2022-04-07 05:31 AM
I tested the GPIO performance on both cores CM7 and CM4. To do this I used the following loop:
/* Infinite loop */
/* USER CODE BEGIN WHILE */
while (1)
{
/* USER CODE END WHILE */
/* USER CODE BEGIN 3 */
LL_GPIO_SetOutputPin(DBG_D1_GPIO_Port, DBG_D1_Pin); // PC8
LL_GPIO_SetOutputPin(DBG_D2_GPIO_Port, DBG_D2_Pin); // PC9
LL_GPIO_ResetOutputPin(DBG_D1_GPIO_Port, DBG_D1_Pin);
LL_GPIO_ResetOutputPin(DBG_D2_GPIO_Port, DBG_D2_Pin);
LL_GPIO_SetOutputPin(DBG_D1_GPIO_Port, DBG_D1_Pin);
LL_GPIO_SetOutputPin(DBG_D2_GPIO_Port, DBG_D2_Pin);
LL_GPIO_ResetOutputPin(DBG_D1_GPIO_Port, DBG_D1_Pin);
LL_GPIO_ResetOutputPin(DBG_D2_GPIO_Port, DBG_D2_Pin);
HAL_GPIO_TogglePin(LD1_GPIO_Port, LD1_Pin);
HAL_Delay(1);
}
/* USER CODE END 3 */
On an oscilloscope I checked the outputs PC8 and PC9:
CM7:
CM4:
The CM7 needs for a single output operation about 25ns and the CM4 4,2ns.
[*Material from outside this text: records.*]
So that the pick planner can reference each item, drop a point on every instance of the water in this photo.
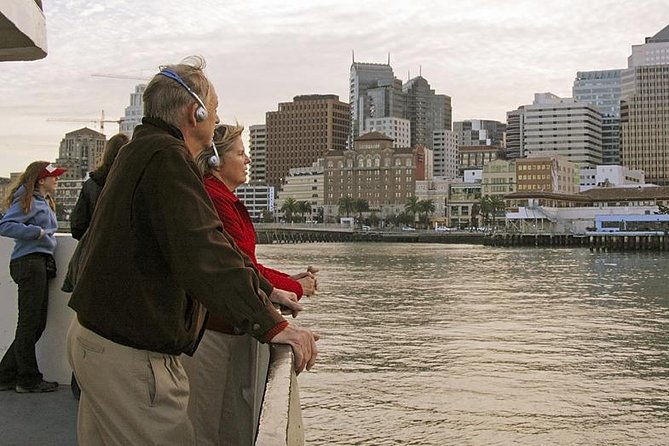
(470, 345)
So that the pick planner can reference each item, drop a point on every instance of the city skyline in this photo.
(490, 57)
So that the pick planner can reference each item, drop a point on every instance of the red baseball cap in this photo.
(50, 171)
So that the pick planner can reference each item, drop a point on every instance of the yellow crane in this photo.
(100, 121)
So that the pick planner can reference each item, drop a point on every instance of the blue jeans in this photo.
(20, 363)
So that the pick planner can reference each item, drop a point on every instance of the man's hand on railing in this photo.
(303, 343)
(308, 282)
(287, 302)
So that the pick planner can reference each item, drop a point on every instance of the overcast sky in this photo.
(490, 56)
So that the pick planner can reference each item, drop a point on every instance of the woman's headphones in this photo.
(201, 113)
(214, 160)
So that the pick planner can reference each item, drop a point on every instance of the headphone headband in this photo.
(201, 112)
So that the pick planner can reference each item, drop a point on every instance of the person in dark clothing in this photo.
(31, 221)
(82, 213)
(156, 256)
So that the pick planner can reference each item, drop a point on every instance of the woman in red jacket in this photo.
(220, 371)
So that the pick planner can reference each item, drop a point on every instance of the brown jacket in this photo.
(156, 250)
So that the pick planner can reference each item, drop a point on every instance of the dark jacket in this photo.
(155, 245)
(81, 215)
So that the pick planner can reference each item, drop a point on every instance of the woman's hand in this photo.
(287, 302)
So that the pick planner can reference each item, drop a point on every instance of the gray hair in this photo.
(224, 137)
(165, 99)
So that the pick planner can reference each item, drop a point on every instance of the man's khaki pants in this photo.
(128, 396)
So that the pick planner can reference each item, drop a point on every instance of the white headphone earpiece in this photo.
(214, 160)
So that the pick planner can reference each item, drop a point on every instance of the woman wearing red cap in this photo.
(31, 221)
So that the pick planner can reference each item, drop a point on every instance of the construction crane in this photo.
(121, 76)
(100, 121)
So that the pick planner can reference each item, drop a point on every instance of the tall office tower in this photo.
(479, 132)
(445, 154)
(134, 112)
(396, 128)
(363, 77)
(80, 152)
(426, 110)
(515, 125)
(644, 109)
(302, 131)
(258, 152)
(602, 89)
(563, 126)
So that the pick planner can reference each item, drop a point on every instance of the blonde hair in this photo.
(28, 180)
(165, 99)
(224, 138)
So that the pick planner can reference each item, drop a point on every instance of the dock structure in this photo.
(269, 234)
(595, 242)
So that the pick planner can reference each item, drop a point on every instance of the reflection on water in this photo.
(451, 344)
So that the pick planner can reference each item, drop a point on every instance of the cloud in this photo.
(489, 56)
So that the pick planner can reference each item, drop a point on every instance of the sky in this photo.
(490, 56)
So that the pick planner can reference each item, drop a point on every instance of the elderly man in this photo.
(156, 254)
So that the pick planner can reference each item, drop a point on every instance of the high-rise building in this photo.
(302, 131)
(602, 90)
(258, 152)
(563, 126)
(375, 171)
(305, 184)
(133, 112)
(398, 129)
(515, 125)
(376, 93)
(258, 199)
(80, 152)
(445, 154)
(644, 110)
(363, 77)
(426, 110)
(479, 132)
(547, 174)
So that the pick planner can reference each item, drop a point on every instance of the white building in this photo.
(610, 176)
(563, 126)
(134, 112)
(445, 152)
(257, 197)
(436, 190)
(396, 128)
(305, 184)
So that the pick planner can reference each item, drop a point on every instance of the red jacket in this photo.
(237, 222)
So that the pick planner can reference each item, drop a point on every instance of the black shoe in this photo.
(8, 386)
(44, 386)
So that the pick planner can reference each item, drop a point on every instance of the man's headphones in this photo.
(214, 160)
(201, 113)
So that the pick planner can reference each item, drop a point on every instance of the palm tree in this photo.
(485, 208)
(412, 206)
(303, 207)
(346, 204)
(360, 205)
(289, 207)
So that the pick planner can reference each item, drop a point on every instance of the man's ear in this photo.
(192, 120)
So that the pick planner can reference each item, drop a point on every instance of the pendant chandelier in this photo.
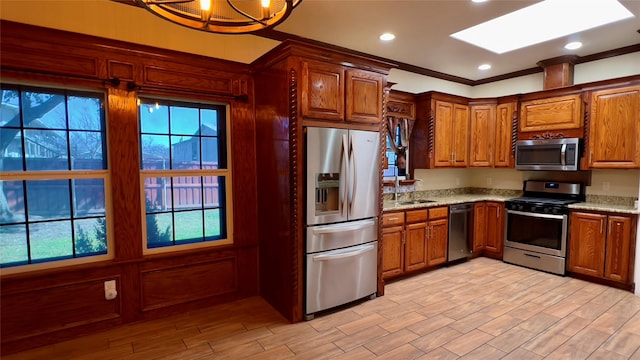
(222, 16)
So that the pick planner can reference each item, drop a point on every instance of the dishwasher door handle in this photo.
(361, 250)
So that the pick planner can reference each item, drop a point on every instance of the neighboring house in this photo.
(189, 149)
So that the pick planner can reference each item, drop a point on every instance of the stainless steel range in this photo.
(537, 225)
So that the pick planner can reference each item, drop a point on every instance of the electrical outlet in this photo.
(110, 291)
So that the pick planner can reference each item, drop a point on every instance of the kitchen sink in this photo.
(415, 202)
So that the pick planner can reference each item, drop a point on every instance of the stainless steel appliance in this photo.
(552, 154)
(537, 225)
(342, 177)
(460, 237)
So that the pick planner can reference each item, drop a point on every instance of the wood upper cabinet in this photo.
(613, 140)
(600, 245)
(482, 126)
(554, 114)
(336, 93)
(504, 134)
(364, 96)
(488, 227)
(451, 140)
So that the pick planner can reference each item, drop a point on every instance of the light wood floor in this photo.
(481, 309)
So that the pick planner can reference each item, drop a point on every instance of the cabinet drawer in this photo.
(438, 213)
(416, 215)
(393, 219)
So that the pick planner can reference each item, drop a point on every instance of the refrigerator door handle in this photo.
(344, 176)
(352, 174)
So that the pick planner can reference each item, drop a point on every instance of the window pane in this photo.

Why is the CM7 slower than CM4?
Used tools and configurations:
Test board: NUCLEO-H755ZI-Q
Initial config: STM32CubeMX v6.4.0
Toolchain: MDK-ARM v5.36.0.0
C/C++ Optimization: Level 3 (-O3)
CM7 config:
- Clock frequency: 480MHz (VOS0)
- CPU ICache and DCache enabled
- assigned memory: DTCM RAM (0x2000 0000 - 0x2001 FFFF)
- MPU not used
CM4 config:
- Clock frequency: 240MHz (VOS0)
- assigned memory: SRAM1, SRAM2, SRAM3 (0x1000 0000 - 0x1004 7FFF)
- MPU not used
Additionally I checked the created .axf files (see bellow). Booth cores used the same assembler instructions for the GPIO access.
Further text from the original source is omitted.